ハッピーウインドウ

@maruma

プロローグ 宇宙暦2138年、ケプラー62C

 ケプラー62Cは第二宇宙区域の恒星ケプラー62の周りをまわっている惑星だ。宇宙暦358年にテラフォーミングが開始され431年には本格的な入植が始まった宇宙暦的に見ても古い「人住星」である。ケプラーの名が示す通り宇宙暦56年にケプラー望遠鏡が発見した惑星で発見当初から生命が暮らすことの出来る星と期待されていたが成果は散々なものだった。当初予想より恒星の温度が低く、二酸化炭素やメタンの大気含有率も上がらず、結局より内側のケプラー62bに多くの入植者が押し寄せることとなった。しかし中途半端に開発されたケプラー62cも1020年代から表面化する人住星の割合に対する人口爆発問題、通称「飽和の時代」期に注目が集まり地下シェルター活用等なんだかんだでそれなりに発展した人住星となった。

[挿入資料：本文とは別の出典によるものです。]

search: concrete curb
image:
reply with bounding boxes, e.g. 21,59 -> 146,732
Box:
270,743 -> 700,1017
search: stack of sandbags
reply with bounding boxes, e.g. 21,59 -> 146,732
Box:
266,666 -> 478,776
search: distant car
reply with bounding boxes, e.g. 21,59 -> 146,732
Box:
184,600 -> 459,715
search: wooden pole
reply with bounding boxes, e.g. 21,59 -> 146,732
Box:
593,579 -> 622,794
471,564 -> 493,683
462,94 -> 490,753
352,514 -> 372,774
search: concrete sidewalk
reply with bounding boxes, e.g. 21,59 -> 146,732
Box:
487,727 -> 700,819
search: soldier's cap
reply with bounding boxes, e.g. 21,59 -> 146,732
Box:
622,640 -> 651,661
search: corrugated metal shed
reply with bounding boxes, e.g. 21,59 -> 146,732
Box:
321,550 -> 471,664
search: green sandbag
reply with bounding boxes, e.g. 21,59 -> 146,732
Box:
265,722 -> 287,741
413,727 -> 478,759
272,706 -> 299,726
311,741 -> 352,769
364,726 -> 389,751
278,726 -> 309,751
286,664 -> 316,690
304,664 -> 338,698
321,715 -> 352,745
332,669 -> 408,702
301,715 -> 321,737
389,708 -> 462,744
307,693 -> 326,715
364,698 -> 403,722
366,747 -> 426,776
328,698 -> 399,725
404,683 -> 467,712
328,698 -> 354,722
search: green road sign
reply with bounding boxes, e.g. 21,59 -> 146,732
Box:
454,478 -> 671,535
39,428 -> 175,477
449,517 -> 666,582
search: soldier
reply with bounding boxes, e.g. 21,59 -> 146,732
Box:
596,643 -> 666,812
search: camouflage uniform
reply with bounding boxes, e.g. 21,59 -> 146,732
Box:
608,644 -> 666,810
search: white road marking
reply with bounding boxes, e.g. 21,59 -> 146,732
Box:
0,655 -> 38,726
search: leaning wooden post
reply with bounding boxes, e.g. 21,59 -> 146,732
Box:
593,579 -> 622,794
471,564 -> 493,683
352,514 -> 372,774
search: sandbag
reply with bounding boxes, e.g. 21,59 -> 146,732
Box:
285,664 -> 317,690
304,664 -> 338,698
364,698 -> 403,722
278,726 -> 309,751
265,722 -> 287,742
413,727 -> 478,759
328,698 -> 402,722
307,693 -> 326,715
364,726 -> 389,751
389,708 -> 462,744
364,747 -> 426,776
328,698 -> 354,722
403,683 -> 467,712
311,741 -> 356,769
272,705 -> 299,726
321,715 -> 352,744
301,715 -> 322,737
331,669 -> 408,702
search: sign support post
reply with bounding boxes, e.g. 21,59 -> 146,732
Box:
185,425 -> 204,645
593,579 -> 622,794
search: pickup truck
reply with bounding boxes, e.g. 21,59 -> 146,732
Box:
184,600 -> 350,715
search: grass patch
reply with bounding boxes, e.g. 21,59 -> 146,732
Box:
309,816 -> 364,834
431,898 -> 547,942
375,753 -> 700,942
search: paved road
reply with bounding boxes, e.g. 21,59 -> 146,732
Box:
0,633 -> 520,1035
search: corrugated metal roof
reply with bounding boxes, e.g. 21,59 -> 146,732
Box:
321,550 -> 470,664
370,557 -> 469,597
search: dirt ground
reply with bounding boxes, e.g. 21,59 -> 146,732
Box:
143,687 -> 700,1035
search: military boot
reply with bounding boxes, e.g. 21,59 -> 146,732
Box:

 大きな人住星には得てして愛称がつけられる。古くからの習わしに従い、初めてケプラー62cに降り立った宇宙船の名前から取り、「ネーヴェント」と名づけられた。「不死の船」という意味が込められているらしいのだが不思議と古代地球文字にそのような意味はないらしい。よくある事だが古代地球文字はあまりに多くの言語が混在しており、今では失われた言語もあり、当時の言葉の意味を正しく理解出来る者はほとんど存在しない。だが一度放棄されてもなお人々が暮らす人住星となったさまは不死の名にふさわしく、ネーヴェント住民の誇りとなっていた。

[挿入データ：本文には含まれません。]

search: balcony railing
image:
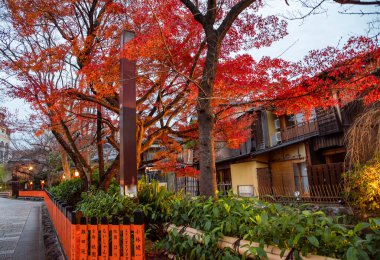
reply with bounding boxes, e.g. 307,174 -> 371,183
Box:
281,120 -> 318,142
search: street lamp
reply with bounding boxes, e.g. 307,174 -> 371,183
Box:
120,31 -> 137,197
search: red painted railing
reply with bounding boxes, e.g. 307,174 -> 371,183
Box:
19,191 -> 145,260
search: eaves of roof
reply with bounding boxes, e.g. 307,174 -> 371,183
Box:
216,133 -> 318,163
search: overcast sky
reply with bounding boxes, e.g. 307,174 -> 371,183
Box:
1,0 -> 380,116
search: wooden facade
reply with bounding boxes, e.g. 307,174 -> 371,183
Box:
281,120 -> 318,142
316,107 -> 342,136
307,162 -> 344,186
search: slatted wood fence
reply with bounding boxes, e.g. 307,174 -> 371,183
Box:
259,185 -> 343,204
19,191 -> 145,260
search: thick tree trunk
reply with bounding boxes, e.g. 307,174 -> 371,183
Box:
197,29 -> 219,198
59,147 -> 71,180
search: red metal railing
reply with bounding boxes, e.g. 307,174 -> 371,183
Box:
19,191 -> 145,260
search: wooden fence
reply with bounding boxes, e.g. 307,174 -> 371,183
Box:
19,191 -> 145,260
259,185 -> 343,204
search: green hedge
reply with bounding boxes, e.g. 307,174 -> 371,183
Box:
159,196 -> 380,259
49,179 -> 83,207
77,183 -> 137,219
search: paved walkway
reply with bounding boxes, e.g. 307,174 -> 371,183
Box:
0,198 -> 45,260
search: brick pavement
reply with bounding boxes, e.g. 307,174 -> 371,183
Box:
0,198 -> 45,260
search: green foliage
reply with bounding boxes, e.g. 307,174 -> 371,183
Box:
77,182 -> 136,219
345,154 -> 380,214
0,165 -> 6,182
49,179 -> 83,206
138,179 -> 182,224
154,196 -> 380,259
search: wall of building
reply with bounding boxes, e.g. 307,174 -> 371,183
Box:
271,143 -> 306,189
231,155 -> 268,196
266,111 -> 277,146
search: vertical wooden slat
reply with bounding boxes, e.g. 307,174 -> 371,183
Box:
133,210 -> 145,260
121,216 -> 132,260
100,217 -> 110,260
68,211 -> 80,260
88,217 -> 99,260
109,217 -> 120,260
79,217 -> 88,260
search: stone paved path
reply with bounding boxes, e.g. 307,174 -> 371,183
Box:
0,198 -> 45,260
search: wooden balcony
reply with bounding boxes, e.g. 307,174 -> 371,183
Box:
281,120 -> 318,142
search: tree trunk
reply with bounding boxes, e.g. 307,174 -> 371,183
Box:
59,146 -> 71,180
197,29 -> 219,198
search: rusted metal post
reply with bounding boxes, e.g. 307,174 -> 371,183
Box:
120,31 -> 137,197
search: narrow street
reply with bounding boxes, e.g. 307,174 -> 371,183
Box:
0,198 -> 44,260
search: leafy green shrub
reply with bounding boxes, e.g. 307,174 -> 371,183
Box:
49,179 -> 83,206
77,183 -> 137,218
159,196 -> 380,259
138,180 -> 182,224
345,154 -> 380,215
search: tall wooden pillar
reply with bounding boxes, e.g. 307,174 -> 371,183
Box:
120,31 -> 137,197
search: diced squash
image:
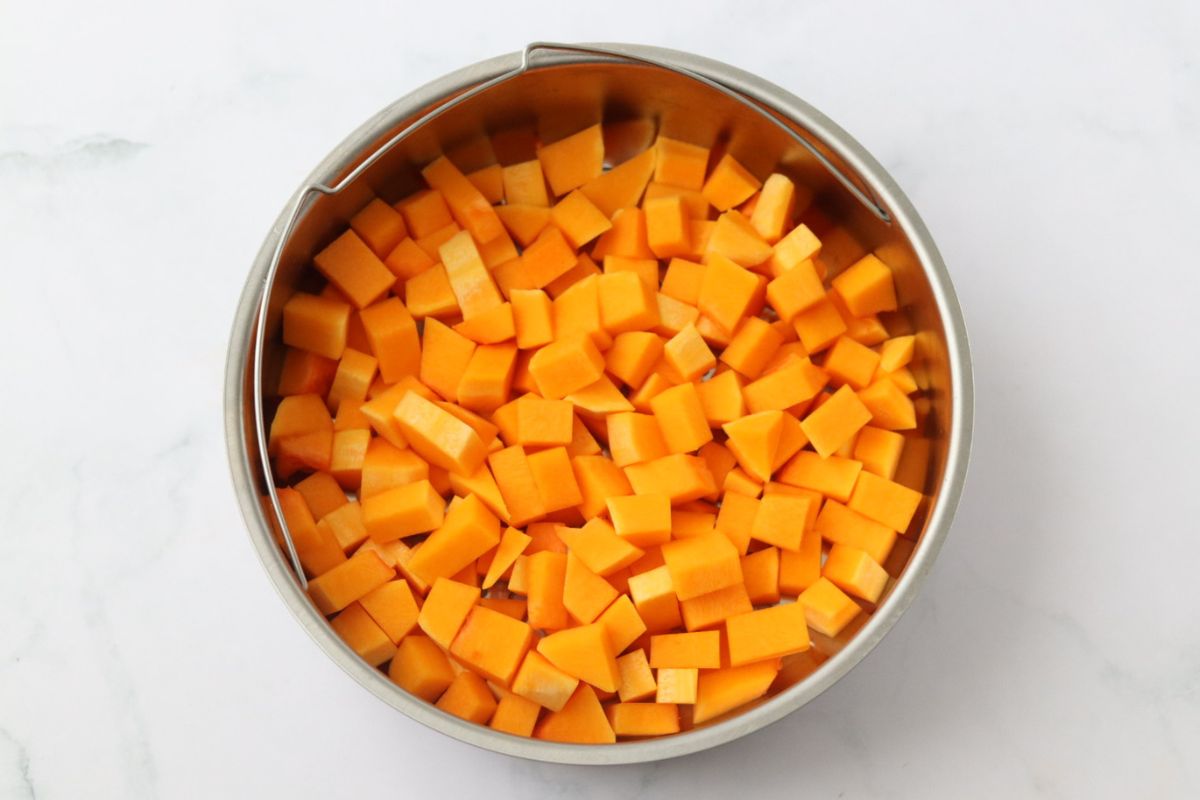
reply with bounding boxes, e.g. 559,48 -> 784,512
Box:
701,154 -> 762,211
778,450 -> 863,503
497,160 -> 550,208
563,552 -> 618,625
538,125 -> 604,197
436,670 -> 496,724
550,191 -> 612,249
450,606 -> 534,686
529,337 -> 604,399
654,667 -> 700,704
662,533 -> 742,600
362,481 -> 445,543
394,391 -> 487,474
725,603 -> 809,667
854,425 -> 904,480
312,230 -> 396,311
858,377 -> 917,431
692,658 -> 779,724
512,650 -> 580,711
654,136 -> 708,191
421,156 -> 504,244
487,695 -> 541,736
742,546 -> 782,606
283,293 -> 350,361
408,494 -> 500,585
596,587 -> 646,652
643,196 -> 691,258
617,649 -> 659,703
359,581 -> 420,644
796,577 -> 863,637
814,499 -> 896,564
329,603 -> 396,667
533,681 -> 617,745
308,545 -> 396,614
538,622 -> 620,692
416,575 -> 480,650
388,636 -> 455,703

 さて、そんなネーヴェントの片隅ジャンクだらけの小屋でぼーっとしている若い男がいた。名はオルト。ネーヴェントで生まれ育ったぼーっとした男だった。毎日ジャンクの山を歩き回っては何かを探しているようだが何をしているのか分からない不気味な男だった。まわりの人々は頭がおかしい男だと思い誰も近寄らなかった。そんな男がある日突然いなくなっても誰も気に留めなかった。ただ一人、同じジャンクの山に暮らしていた少年を除いては……。